Elgin officials will focus on police reform during next six weeks
Elgin officials will continue a deep dive into the stats that show disparities in how the city's police treat people of different races - and they'll do it with the help of a returning outside consultant supported by the slimmest of majorities on the city council.
The Center for Policing Equity provided a free study to the city last year showing Black people are subjected to the use of police force 11.5 times more often than white people.
Black and Latino drivers were up to four times as likely to be searched though police were not four times as likely to find anything illegal during those searches.
Those findings raised eyebrows on the city council, but putting together that study fomented an increasingly fractured relationship between the nonprofit and the police department.
Further complicating the situation was another, which city police officials paid $10,000 for, that appeared to cast some doubt on the center's findings.
But it neither studied the same data nor put the same weight on factors the center deemed to be most important.
To resolve that issue, the city council voted 5-4 this week to bring back the Center for Police Equity for a more thorough presentation, including the second part of the study that was supposed to provide more insight into what might be happening, or happened in the past, that caused the racial disparities in the data.
"We've made the acknowledgment there is disparities in policing," said council member Dustin Good in voting to bring the center back. "The police department's been very active in pursuing programs to address those issues.
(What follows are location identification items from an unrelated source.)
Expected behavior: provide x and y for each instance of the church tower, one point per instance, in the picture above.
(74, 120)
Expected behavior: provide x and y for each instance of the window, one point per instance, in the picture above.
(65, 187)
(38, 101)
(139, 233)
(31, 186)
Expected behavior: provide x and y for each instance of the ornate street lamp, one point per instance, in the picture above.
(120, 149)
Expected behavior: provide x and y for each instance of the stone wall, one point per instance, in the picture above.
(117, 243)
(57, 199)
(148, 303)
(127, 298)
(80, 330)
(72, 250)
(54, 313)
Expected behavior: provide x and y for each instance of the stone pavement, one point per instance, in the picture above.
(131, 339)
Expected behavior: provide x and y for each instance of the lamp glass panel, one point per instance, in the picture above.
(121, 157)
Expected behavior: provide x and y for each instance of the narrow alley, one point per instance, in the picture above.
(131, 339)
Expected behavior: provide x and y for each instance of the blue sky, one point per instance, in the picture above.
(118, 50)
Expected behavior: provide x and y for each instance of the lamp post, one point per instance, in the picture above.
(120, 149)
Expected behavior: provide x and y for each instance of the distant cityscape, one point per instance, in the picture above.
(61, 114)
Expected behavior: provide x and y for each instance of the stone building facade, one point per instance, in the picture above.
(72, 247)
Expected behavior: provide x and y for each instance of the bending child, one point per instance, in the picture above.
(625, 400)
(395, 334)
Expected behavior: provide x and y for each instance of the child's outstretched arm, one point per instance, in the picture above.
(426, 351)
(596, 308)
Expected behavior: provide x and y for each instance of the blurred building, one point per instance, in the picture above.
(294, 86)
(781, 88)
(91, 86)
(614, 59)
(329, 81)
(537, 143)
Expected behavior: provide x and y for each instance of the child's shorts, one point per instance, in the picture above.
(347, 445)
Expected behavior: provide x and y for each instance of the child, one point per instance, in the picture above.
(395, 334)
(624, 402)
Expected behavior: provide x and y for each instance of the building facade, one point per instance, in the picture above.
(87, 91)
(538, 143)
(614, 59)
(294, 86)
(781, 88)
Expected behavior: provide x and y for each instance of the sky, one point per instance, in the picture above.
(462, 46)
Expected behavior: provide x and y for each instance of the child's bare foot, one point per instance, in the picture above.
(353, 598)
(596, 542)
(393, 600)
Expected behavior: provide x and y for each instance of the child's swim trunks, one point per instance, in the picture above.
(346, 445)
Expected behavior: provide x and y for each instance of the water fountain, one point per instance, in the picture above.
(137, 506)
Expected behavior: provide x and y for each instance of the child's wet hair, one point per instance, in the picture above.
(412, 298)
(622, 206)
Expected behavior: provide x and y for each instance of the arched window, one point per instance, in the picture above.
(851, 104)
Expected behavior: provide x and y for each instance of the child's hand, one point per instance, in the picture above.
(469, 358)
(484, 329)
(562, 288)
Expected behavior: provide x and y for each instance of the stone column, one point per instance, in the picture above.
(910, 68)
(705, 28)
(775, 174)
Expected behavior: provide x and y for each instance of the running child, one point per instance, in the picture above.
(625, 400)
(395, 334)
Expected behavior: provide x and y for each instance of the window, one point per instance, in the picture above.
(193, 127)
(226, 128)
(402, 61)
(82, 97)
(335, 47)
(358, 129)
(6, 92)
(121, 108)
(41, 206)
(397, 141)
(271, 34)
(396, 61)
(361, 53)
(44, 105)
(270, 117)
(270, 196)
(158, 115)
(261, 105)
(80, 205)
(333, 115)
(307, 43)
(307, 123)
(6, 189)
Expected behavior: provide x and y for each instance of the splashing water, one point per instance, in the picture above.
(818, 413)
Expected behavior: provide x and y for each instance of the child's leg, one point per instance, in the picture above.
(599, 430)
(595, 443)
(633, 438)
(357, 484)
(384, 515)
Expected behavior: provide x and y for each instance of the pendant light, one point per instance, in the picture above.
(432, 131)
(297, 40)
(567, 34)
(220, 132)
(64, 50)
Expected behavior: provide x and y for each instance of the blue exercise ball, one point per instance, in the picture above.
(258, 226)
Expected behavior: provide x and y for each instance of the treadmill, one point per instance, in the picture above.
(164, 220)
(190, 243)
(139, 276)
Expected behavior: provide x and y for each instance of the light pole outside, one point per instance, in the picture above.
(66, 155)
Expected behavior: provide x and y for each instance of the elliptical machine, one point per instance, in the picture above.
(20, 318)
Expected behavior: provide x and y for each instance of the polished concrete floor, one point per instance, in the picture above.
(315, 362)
The department is trending in a direction I think we see as favorable. We need to continue pushing forward. We need to continue having discussions with the community about want kind of society they want to live in."
Council members voting against the plan, including Rose Martinez, are not convinced the center's work can provide meaningful insight into why racial disparities are showing up in the policing data.
"I'm not saying the Elgin Police Department is perfect, but we don't have those extreme issues as what's happening nationally. This is important, but I think we have to go on."
Along with the vote to bring the center back, the council will next tackle possibly the two most controversial police reform suggestions that arose from a residents task force on policing: Forming a civilian review board to give input on police misconduct accusations and banning traffic stops for minor infractions.
The city council will discuss these two topics when it meets as a committee of the whole on March 22.